Source of (programmer) inefficiency
- by Daniel
I am interested to gain a better insight about the possible reasons of personal inefficiency as programmers (and only in programming) due to – simply - our own errors (because we are humans – well, almost all of us).
I am not interested in how much we are productive or in how many adjustements the customer asks for when the work is done, but where and how each of us spend that part of its time in tasks that are unproductive and there is no one to blame except ourselves. Excluding ego - feeding and / or self – gratification, what I am trying to get (for all of us) is: what are the common issues eating our time; insight on reasons for that issues; identify simple way for us, personally (not delegating actions to other or our organizations), to correct our own problems.
Please, do not think in academic terms but aim at the opportunity to compare our daily experiences and understand what are and how we try to fix our personal deficiencies.

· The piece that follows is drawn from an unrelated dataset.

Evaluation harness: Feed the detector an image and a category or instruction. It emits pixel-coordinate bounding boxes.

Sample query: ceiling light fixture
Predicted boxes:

If you are interested to respond to this post, please:
integrate the list if you see something important (or obvious)
missing;
highlight or name honestly your first issue tellng the way you try to address and solve your issue acting on yourself and yourself only in a sort of "continuous quality
improving"
My criteria for accepting the answer is: choose the best solution (feasibility and utility) to fix one (or more) of the problems of the list. Of course, selecting an error is not a vote on our skills: maybe we are hyper professional programmers and we lose ten minutes only every year or we are terribly inefficient, losing a couple of days a week: reasons for inefficiency could be really the same - but in a different scale.
A possible list:
Plain error in the names (variables, functions).
Inability to see the obvious in your code. Misreading. Lack of concentration.
Trying to use a technology you have not mastered.
Errors with data types.
Time required to understand your previous code or your documentation.
Trying to do something more than requested because you enjoy it
Using solutions more complicated than required because you enjoy it.
Plain logical errors.
Errors due to your fault in communications.
Distraction
My first personal issue: "Trying to use a technology you do not master." I have to use daily several technologies and I often need to spend significant time correcting code because my assumptions were plainly wrong. Reasons for this: production needs put high pressure and make difficult to find the time to learn.
I try to address this reading technical books - as many as I can - even if this actually consumes a lot of time.